Our own children have been delighted to have host brothers and sisters. They learn a lot, including about their own culture by understanding the comparisons. They sometimes do things together like going to the beach, particularly at the beginning, on small family holidays But exchange students tend to quickly develop their own friendship circles and it is more often that the connections are deepened at home, sitting around and chatting. Just as our own children do with one another.
The students are never just there for a few months, either. The advent of email and Facebook means they are constantly giving you updates and inquiring after everyone when they leave. Many times, despite the distances, they will return for a visit after leaving Australia. We have just had our Finnish exchange student, Ilona, return with all her family for a holiday. We had a big dinner with her and family along with our current Italian student, Marta and her mother who was also visiting. It is a very warm and fulfilling experience. They become a part of your family with all its idiosyncrasies and they love and respect them. The host families have the privilege as well as the responsibility of making their students feel welcome into the heart of their family lives, in a way that visitors or friends can never be. They in turn know they will always have a deep personal connection with the student families if ever they visit the students in their home countries.

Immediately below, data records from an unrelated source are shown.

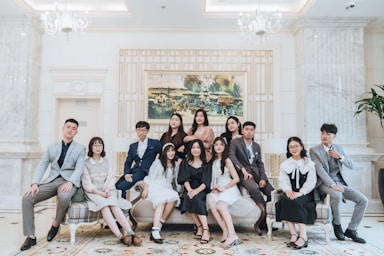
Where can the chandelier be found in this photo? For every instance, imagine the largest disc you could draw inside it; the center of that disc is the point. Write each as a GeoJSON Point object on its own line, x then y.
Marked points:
{"type": "Point", "coordinates": [57, 21]}
{"type": "Point", "coordinates": [253, 25]}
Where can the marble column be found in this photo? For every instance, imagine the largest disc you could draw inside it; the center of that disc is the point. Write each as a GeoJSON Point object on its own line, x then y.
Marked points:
{"type": "Point", "coordinates": [330, 78]}
{"type": "Point", "coordinates": [20, 54]}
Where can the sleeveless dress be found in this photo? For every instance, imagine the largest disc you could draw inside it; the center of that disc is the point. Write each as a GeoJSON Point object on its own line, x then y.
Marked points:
{"type": "Point", "coordinates": [297, 176]}
{"type": "Point", "coordinates": [230, 195]}
{"type": "Point", "coordinates": [160, 188]}
{"type": "Point", "coordinates": [195, 177]}
{"type": "Point", "coordinates": [99, 175]}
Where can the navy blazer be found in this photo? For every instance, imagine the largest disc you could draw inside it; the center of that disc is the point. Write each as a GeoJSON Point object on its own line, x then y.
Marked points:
{"type": "Point", "coordinates": [144, 163]}
{"type": "Point", "coordinates": [238, 155]}
{"type": "Point", "coordinates": [72, 167]}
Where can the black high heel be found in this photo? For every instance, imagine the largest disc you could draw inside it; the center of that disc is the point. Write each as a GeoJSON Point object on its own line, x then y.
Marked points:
{"type": "Point", "coordinates": [290, 243]}
{"type": "Point", "coordinates": [298, 247]}
{"type": "Point", "coordinates": [198, 236]}
{"type": "Point", "coordinates": [205, 241]}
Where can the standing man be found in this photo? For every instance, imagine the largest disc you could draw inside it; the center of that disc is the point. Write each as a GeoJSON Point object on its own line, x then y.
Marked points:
{"type": "Point", "coordinates": [66, 159]}
{"type": "Point", "coordinates": [329, 159]}
{"type": "Point", "coordinates": [246, 157]}
{"type": "Point", "coordinates": [143, 153]}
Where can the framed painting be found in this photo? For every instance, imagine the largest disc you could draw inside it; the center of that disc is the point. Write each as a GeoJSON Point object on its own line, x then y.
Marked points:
{"type": "Point", "coordinates": [219, 93]}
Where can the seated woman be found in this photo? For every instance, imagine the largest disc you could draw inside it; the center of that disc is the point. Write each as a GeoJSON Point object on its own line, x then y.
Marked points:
{"type": "Point", "coordinates": [99, 187]}
{"type": "Point", "coordinates": [201, 130]}
{"type": "Point", "coordinates": [158, 188]}
{"type": "Point", "coordinates": [297, 205]}
{"type": "Point", "coordinates": [195, 174]}
{"type": "Point", "coordinates": [224, 191]}
{"type": "Point", "coordinates": [232, 129]}
{"type": "Point", "coordinates": [175, 135]}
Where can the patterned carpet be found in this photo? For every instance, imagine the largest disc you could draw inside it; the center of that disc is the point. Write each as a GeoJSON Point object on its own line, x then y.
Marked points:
{"type": "Point", "coordinates": [93, 240]}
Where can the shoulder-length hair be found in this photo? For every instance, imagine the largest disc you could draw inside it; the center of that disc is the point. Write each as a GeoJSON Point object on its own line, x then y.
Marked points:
{"type": "Point", "coordinates": [163, 157]}
{"type": "Point", "coordinates": [189, 155]}
{"type": "Point", "coordinates": [303, 152]}
{"type": "Point", "coordinates": [93, 141]}
{"type": "Point", "coordinates": [178, 137]}
{"type": "Point", "coordinates": [224, 155]}
{"type": "Point", "coordinates": [194, 124]}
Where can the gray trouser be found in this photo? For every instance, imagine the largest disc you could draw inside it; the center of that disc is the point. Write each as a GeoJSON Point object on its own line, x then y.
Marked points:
{"type": "Point", "coordinates": [360, 200]}
{"type": "Point", "coordinates": [46, 191]}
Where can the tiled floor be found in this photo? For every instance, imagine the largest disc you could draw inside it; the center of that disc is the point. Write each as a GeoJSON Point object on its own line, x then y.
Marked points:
{"type": "Point", "coordinates": [11, 235]}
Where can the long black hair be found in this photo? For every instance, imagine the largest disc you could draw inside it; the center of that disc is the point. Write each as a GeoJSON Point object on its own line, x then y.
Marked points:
{"type": "Point", "coordinates": [93, 141]}
{"type": "Point", "coordinates": [303, 152]}
{"type": "Point", "coordinates": [224, 155]}
{"type": "Point", "coordinates": [189, 155]}
{"type": "Point", "coordinates": [194, 124]}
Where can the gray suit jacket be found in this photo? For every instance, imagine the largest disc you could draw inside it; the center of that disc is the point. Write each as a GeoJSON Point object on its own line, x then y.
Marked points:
{"type": "Point", "coordinates": [72, 167]}
{"type": "Point", "coordinates": [319, 156]}
{"type": "Point", "coordinates": [238, 155]}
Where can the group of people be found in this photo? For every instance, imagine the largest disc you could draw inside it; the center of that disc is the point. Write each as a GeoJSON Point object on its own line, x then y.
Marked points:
{"type": "Point", "coordinates": [198, 173]}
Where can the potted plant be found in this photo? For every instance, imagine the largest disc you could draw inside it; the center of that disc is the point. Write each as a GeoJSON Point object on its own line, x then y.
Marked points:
{"type": "Point", "coordinates": [373, 104]}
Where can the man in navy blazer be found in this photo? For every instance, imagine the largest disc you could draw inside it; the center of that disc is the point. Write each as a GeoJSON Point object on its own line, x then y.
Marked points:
{"type": "Point", "coordinates": [246, 157]}
{"type": "Point", "coordinates": [142, 153]}
{"type": "Point", "coordinates": [330, 159]}
{"type": "Point", "coordinates": [66, 159]}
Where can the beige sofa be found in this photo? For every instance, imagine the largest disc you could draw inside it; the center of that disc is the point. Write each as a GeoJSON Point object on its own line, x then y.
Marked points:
{"type": "Point", "coordinates": [244, 211]}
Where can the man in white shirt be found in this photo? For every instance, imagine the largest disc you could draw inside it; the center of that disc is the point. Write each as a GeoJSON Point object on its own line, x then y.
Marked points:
{"type": "Point", "coordinates": [142, 153]}
{"type": "Point", "coordinates": [330, 159]}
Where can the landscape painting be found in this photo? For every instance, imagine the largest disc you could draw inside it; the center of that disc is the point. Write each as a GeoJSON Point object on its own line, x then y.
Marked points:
{"type": "Point", "coordinates": [221, 94]}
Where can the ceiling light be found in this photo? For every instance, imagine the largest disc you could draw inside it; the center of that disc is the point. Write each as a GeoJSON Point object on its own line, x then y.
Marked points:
{"type": "Point", "coordinates": [57, 21]}
{"type": "Point", "coordinates": [258, 24]}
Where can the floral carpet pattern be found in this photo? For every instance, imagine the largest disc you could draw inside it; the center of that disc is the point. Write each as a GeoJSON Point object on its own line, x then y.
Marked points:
{"type": "Point", "coordinates": [178, 240]}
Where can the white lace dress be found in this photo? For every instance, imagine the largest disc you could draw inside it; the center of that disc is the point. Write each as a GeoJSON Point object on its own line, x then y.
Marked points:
{"type": "Point", "coordinates": [160, 188]}
{"type": "Point", "coordinates": [230, 195]}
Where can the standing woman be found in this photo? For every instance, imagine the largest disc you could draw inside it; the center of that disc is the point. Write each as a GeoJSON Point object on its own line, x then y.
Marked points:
{"type": "Point", "coordinates": [98, 181]}
{"type": "Point", "coordinates": [201, 130]}
{"type": "Point", "coordinates": [232, 129]}
{"type": "Point", "coordinates": [175, 134]}
{"type": "Point", "coordinates": [195, 174]}
{"type": "Point", "coordinates": [224, 191]}
{"type": "Point", "coordinates": [297, 205]}
{"type": "Point", "coordinates": [158, 189]}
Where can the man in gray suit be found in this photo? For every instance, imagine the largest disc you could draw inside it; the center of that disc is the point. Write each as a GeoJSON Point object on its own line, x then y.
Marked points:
{"type": "Point", "coordinates": [66, 159]}
{"type": "Point", "coordinates": [329, 159]}
{"type": "Point", "coordinates": [246, 157]}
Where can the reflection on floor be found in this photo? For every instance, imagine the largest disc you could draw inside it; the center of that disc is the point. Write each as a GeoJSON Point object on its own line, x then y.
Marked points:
{"type": "Point", "coordinates": [371, 229]}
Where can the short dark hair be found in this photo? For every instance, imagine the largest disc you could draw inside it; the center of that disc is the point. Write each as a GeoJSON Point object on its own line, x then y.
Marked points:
{"type": "Point", "coordinates": [331, 128]}
{"type": "Point", "coordinates": [142, 124]}
{"type": "Point", "coordinates": [72, 120]}
{"type": "Point", "coordinates": [247, 123]}
{"type": "Point", "coordinates": [91, 142]}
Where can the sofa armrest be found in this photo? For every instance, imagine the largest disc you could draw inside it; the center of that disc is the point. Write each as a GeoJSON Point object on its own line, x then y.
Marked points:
{"type": "Point", "coordinates": [139, 187]}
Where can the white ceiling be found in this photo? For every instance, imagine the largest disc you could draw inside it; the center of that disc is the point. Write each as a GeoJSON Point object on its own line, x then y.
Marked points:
{"type": "Point", "coordinates": [194, 15]}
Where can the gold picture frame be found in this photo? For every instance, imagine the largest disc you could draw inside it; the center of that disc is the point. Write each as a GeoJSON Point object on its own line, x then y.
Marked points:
{"type": "Point", "coordinates": [220, 93]}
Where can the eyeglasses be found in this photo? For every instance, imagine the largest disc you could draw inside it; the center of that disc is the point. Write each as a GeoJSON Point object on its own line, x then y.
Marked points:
{"type": "Point", "coordinates": [141, 129]}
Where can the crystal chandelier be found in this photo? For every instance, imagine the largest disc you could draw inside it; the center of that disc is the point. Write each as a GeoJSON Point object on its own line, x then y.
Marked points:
{"type": "Point", "coordinates": [63, 21]}
{"type": "Point", "coordinates": [259, 24]}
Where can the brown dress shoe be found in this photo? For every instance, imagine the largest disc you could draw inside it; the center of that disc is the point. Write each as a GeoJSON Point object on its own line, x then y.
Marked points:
{"type": "Point", "coordinates": [131, 240]}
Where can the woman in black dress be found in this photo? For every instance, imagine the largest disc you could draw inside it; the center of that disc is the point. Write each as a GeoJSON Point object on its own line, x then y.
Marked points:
{"type": "Point", "coordinates": [195, 174]}
{"type": "Point", "coordinates": [297, 205]}
{"type": "Point", "coordinates": [175, 135]}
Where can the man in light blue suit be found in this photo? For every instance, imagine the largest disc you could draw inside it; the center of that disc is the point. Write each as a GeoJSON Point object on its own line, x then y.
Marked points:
{"type": "Point", "coordinates": [142, 153]}
{"type": "Point", "coordinates": [66, 159]}
{"type": "Point", "coordinates": [330, 159]}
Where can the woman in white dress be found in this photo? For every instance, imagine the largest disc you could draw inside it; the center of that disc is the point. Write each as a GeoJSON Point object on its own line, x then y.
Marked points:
{"type": "Point", "coordinates": [99, 187]}
{"type": "Point", "coordinates": [159, 189]}
{"type": "Point", "coordinates": [224, 191]}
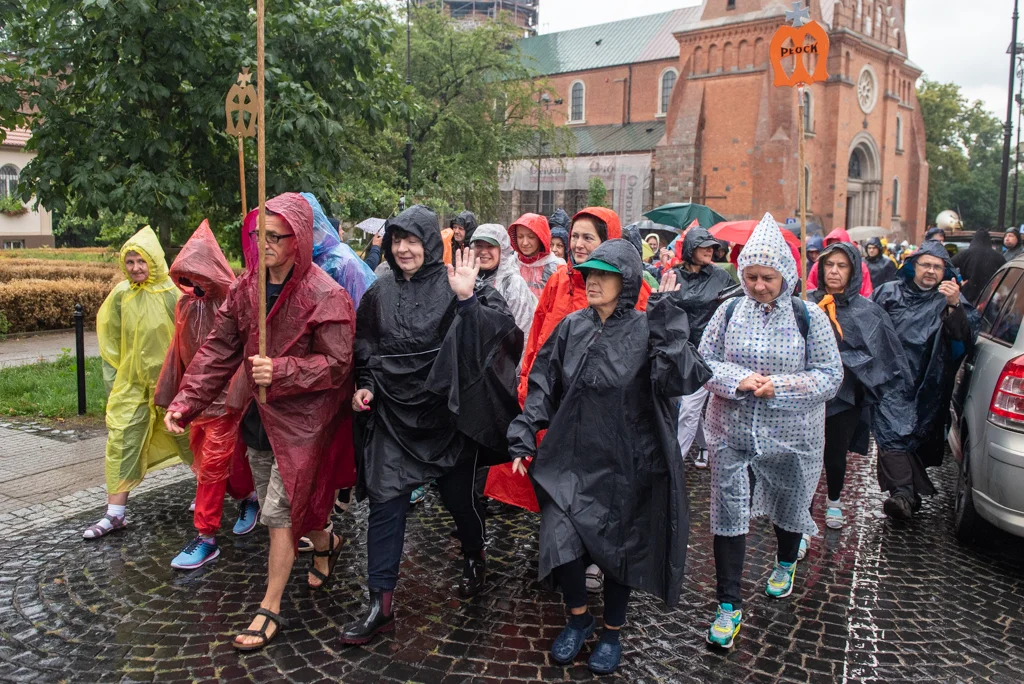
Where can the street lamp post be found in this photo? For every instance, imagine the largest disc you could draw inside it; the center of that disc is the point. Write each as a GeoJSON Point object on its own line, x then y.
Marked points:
{"type": "Point", "coordinates": [1008, 128]}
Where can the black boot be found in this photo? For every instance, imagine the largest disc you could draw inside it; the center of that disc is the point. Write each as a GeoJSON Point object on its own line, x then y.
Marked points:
{"type": "Point", "coordinates": [472, 576]}
{"type": "Point", "coordinates": [378, 618]}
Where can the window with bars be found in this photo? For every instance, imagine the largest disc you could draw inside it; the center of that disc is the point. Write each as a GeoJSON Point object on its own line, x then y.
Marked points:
{"type": "Point", "coordinates": [668, 84]}
{"type": "Point", "coordinates": [8, 180]}
{"type": "Point", "coordinates": [577, 96]}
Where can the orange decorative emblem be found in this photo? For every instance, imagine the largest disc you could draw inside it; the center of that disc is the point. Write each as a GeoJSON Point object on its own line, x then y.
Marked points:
{"type": "Point", "coordinates": [780, 49]}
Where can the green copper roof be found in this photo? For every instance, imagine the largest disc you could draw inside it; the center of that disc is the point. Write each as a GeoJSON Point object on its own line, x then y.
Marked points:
{"type": "Point", "coordinates": [641, 136]}
{"type": "Point", "coordinates": [638, 39]}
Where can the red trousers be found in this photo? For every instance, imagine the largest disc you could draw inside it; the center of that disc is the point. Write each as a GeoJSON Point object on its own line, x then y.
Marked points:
{"type": "Point", "coordinates": [220, 468]}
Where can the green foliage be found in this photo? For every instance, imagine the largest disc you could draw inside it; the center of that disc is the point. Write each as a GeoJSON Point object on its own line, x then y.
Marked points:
{"type": "Point", "coordinates": [964, 143]}
{"type": "Point", "coordinates": [50, 389]}
{"type": "Point", "coordinates": [597, 194]}
{"type": "Point", "coordinates": [128, 100]}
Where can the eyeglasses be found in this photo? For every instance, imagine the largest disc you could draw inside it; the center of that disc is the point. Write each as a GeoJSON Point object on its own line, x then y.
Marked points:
{"type": "Point", "coordinates": [271, 238]}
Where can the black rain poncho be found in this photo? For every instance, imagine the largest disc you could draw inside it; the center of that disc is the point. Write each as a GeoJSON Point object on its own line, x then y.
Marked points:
{"type": "Point", "coordinates": [442, 372]}
{"type": "Point", "coordinates": [934, 340]}
{"type": "Point", "coordinates": [977, 263]}
{"type": "Point", "coordinates": [882, 267]}
{"type": "Point", "coordinates": [701, 292]}
{"type": "Point", "coordinates": [608, 475]}
{"type": "Point", "coordinates": [876, 370]}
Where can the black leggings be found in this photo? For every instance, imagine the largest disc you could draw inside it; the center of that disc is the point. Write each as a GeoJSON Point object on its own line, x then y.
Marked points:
{"type": "Point", "coordinates": [840, 430]}
{"type": "Point", "coordinates": [572, 578]}
{"type": "Point", "coordinates": [729, 555]}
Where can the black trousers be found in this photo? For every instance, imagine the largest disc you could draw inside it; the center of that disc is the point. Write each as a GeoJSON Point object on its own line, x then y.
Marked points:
{"type": "Point", "coordinates": [386, 532]}
{"type": "Point", "coordinates": [572, 578]}
{"type": "Point", "coordinates": [840, 430]}
{"type": "Point", "coordinates": [730, 552]}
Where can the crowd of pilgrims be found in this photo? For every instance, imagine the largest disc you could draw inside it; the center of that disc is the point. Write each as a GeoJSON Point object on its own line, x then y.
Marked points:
{"type": "Point", "coordinates": [564, 366]}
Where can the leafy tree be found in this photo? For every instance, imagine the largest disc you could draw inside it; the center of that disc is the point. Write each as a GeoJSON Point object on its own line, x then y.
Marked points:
{"type": "Point", "coordinates": [597, 194]}
{"type": "Point", "coordinates": [127, 101]}
{"type": "Point", "coordinates": [964, 143]}
{"type": "Point", "coordinates": [477, 110]}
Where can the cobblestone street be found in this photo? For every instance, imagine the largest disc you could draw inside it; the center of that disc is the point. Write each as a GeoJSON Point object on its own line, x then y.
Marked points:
{"type": "Point", "coordinates": [875, 602]}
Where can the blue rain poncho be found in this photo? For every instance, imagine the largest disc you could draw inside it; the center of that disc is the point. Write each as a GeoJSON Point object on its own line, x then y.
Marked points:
{"type": "Point", "coordinates": [781, 438]}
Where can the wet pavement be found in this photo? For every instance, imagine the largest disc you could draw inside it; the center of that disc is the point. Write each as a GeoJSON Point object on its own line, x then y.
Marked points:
{"type": "Point", "coordinates": [875, 602]}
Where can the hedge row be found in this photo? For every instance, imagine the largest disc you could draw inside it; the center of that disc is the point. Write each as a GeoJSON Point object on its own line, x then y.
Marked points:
{"type": "Point", "coordinates": [35, 304]}
{"type": "Point", "coordinates": [25, 269]}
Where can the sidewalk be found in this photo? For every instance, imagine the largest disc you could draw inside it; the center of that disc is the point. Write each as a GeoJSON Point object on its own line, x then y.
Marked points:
{"type": "Point", "coordinates": [20, 350]}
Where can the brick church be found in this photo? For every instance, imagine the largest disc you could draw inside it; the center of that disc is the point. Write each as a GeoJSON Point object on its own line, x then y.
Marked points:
{"type": "Point", "coordinates": [680, 107]}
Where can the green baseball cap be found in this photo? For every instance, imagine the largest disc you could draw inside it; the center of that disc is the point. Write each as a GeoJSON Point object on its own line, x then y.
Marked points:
{"type": "Point", "coordinates": [598, 264]}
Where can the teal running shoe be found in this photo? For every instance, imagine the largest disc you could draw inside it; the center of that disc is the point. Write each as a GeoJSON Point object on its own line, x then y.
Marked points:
{"type": "Point", "coordinates": [780, 581]}
{"type": "Point", "coordinates": [726, 626]}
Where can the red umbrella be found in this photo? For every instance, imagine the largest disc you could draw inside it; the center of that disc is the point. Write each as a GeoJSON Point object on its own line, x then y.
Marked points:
{"type": "Point", "coordinates": [738, 232]}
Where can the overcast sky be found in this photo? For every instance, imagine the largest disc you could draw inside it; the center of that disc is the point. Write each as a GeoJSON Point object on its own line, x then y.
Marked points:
{"type": "Point", "coordinates": [964, 41]}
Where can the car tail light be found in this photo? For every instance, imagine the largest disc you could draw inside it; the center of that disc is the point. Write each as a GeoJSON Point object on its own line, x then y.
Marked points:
{"type": "Point", "coordinates": [1007, 408]}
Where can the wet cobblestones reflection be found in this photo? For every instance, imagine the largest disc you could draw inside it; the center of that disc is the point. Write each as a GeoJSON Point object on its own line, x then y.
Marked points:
{"type": "Point", "coordinates": [873, 602]}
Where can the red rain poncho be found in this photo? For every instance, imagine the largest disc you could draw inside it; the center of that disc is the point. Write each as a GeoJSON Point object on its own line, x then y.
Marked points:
{"type": "Point", "coordinates": [564, 293]}
{"type": "Point", "coordinates": [214, 434]}
{"type": "Point", "coordinates": [539, 268]}
{"type": "Point", "coordinates": [841, 236]}
{"type": "Point", "coordinates": [309, 337]}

Hosting also made us understand the benefits of the larger Rotary family more generally and all the wonderful opportunities it offers to help others and to help yourselves by that connection.
There is always a Rotarian willing to assist with advice or practical support whenever it is necessary. There is a great structure of support for both families and students.
One other exchange student who came to visit from the US after meeting my son in France said that Rotary exchange made the world grow smaller. It does that – and it makes our hearts grow larger. I would recommend the experience to everyone.